Mistletoe was once considered a pest that kills trees and devalues natural habitats but, in recent years, it has been recognised as a species that has a large influence over its ecological community.
About 1500 species of mistletoe are found around the world with 94 species native to Australia, of which 71 are endemic. Two Australian species are root parasites while the others are aerial parasites. These attach to the host plant using a connection called a haustorium. For aerial varieties, it’s a bond that can promote hollow formation on tree branches after the mistletoe dies, providing nesting sites for birds and mammals.

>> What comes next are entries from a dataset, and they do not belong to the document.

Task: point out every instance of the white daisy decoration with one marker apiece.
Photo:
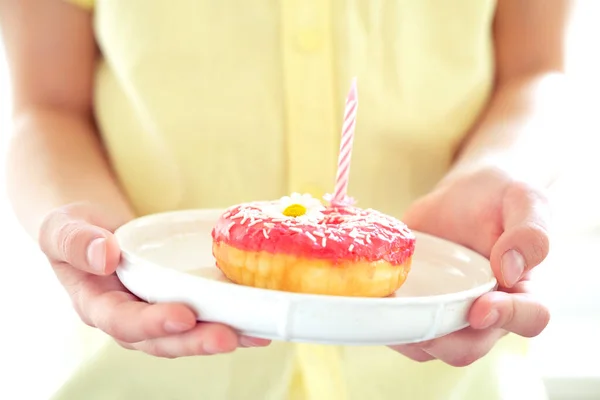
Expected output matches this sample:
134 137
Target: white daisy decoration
297 206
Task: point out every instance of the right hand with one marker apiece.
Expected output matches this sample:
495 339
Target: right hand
78 242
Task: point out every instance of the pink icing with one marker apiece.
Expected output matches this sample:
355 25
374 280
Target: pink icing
344 233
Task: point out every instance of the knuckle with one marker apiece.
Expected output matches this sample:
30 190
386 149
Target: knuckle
539 322
464 360
196 347
538 243
154 348
66 239
127 346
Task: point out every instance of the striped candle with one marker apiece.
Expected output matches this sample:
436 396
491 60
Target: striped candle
346 142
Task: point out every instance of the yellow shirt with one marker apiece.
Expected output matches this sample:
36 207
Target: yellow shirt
209 103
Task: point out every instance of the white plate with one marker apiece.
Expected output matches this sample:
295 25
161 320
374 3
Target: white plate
168 257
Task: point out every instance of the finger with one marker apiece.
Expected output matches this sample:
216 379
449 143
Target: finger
464 347
524 243
519 313
413 352
204 339
68 239
122 316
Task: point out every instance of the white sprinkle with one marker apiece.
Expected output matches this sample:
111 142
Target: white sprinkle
314 239
239 214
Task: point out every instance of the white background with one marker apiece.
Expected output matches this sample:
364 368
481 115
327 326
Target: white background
36 315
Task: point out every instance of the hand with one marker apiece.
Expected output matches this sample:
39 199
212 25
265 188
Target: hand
505 221
84 254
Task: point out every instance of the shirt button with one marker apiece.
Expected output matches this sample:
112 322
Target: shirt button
309 40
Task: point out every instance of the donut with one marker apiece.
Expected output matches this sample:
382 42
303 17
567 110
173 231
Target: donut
295 244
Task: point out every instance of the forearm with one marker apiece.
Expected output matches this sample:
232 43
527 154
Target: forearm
523 131
56 158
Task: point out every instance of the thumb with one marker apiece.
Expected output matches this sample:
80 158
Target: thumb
524 243
67 236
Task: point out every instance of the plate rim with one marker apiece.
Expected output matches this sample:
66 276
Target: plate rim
445 298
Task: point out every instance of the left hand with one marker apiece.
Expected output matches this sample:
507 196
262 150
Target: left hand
505 221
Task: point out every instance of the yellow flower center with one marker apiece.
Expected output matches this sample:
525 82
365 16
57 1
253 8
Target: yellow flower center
294 210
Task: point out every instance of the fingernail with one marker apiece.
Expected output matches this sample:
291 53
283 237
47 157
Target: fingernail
96 254
513 265
246 341
176 327
490 319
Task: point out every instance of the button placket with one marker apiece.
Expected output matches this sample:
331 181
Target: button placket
308 68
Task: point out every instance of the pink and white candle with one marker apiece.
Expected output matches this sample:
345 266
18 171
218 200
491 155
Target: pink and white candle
346 143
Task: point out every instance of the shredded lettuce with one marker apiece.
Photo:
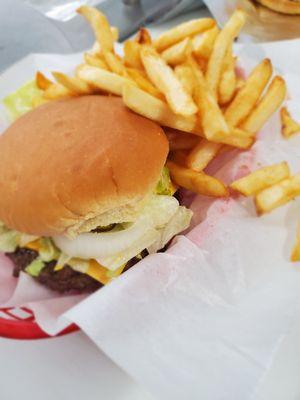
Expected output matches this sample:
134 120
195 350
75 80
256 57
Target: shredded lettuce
35 267
20 102
164 185
48 251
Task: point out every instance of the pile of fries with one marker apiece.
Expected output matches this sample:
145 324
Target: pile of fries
186 80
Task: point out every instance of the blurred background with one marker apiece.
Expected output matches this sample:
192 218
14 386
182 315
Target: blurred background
52 26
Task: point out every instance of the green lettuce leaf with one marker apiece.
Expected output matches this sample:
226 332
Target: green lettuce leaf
48 251
35 267
20 102
164 185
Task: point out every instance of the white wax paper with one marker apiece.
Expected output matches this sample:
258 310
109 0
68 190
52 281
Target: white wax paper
204 319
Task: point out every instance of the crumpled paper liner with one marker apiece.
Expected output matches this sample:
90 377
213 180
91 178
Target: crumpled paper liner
204 319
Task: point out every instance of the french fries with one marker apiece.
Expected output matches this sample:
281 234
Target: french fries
203 44
42 81
143 37
107 81
100 26
185 75
223 41
163 77
289 126
227 85
249 94
74 84
295 256
201 155
261 179
95 61
179 140
197 182
268 104
150 107
277 195
177 53
114 63
182 31
143 82
132 54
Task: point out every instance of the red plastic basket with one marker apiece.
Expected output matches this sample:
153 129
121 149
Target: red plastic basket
19 323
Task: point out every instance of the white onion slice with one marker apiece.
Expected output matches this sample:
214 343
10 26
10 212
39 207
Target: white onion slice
105 244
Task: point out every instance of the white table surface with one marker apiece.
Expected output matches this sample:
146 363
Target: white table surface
72 366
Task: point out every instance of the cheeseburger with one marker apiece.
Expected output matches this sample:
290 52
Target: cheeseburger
282 6
84 193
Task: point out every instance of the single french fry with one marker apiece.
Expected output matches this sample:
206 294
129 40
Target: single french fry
57 91
212 119
114 63
132 54
177 53
223 41
74 84
182 31
289 126
143 82
268 104
42 81
105 80
203 44
201 155
163 77
261 179
150 107
100 26
143 36
179 140
185 75
246 98
227 85
277 195
295 256
197 182
95 61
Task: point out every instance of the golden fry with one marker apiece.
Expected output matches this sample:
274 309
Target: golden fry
185 75
268 104
143 37
100 27
289 126
163 77
132 54
182 31
42 81
197 182
143 82
107 81
277 195
150 107
295 256
179 140
202 154
74 84
177 53
95 61
261 179
223 41
203 44
228 79
249 94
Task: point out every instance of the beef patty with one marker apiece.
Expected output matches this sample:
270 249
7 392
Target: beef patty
64 280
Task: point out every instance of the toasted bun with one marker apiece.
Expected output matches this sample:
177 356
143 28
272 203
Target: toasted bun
282 6
71 165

Mistletoe fruit is high in protein, carbohydrates and lipids; while the leaves are high in nitrogen, phosphorous and trace elements. A broad array of animals depend on mistletoe for food, consuming the leaves and young shoots, while also transferring pollen between plants. Birds and animals will also disperse the sticky seeds. These consumers include insects, possums, gliders, honeyeaters and, of course, the mistletoebird. A study at Gundaroo found there were fewer birds in a site in which mistletoe had been removed.
One of the most beautiful and interesting consumers of mistletoe is a butterfly, the Amaryllis Azure. Found throughout Australia, it has iridescent blue wings but can be difficult to spot as it flies high among the tree tops where the mistletoe grows.

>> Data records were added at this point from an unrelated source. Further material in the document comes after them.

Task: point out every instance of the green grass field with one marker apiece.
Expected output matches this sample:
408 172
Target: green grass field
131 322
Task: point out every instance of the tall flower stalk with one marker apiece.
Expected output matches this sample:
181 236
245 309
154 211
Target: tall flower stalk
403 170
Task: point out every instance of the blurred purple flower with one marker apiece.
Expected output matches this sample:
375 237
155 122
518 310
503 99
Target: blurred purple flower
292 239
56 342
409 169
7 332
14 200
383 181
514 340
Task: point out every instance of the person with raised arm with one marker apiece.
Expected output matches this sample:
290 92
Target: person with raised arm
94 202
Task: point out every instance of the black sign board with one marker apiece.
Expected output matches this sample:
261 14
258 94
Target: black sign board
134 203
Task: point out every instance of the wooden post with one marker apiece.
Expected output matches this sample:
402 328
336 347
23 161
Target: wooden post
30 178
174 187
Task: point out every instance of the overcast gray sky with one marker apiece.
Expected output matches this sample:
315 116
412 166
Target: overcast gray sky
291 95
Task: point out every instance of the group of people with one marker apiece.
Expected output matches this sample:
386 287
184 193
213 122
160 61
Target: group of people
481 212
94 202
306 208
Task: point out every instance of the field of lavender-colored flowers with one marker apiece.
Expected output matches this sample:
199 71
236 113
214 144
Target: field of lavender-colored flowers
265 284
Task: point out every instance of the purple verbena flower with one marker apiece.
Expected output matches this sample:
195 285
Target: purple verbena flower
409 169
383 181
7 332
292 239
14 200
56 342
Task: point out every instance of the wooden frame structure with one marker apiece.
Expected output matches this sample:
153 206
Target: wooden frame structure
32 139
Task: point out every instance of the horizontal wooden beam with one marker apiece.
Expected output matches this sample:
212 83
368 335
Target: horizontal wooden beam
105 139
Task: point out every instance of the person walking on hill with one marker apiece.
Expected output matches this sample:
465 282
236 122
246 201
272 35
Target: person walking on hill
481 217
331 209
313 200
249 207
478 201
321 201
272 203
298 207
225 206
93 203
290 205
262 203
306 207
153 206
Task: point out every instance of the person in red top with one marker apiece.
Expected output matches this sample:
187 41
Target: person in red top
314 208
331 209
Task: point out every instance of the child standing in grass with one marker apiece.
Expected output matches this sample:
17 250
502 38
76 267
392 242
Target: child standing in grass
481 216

The Amaryllis Azure lays its eggs on mistletoe which grows on a tree that has been colonised by little black ants of the genus Papyrius. When the eggs hatch, the ants provide shelter for the caterpillars in their nest at the base of the tree or under the bark. The caterpillars are shepherded by the ants to a clump of mistletoe at nightfall to feed and then led back to their shelter at dawn. The ants protect the caterpillars through encouraging them to feed at night, when predators such as wasps and birds are less likely to be active. In return the caterpillars provide the ants with food in the form of a sugary substance produced from glands on their back.
Dr David Watson of Charles Sturt University estimates that mistletoe is now ten times more abundant in south-east Australia than it was prior to white settlement. This abundance may indicate the absence and scarcity of natural consumers or decreasing tree health. He recommends the best way to control excessive mistletoe is by addressing the underlying cause, such as putting up nesting boxes to encourage possums and gliders.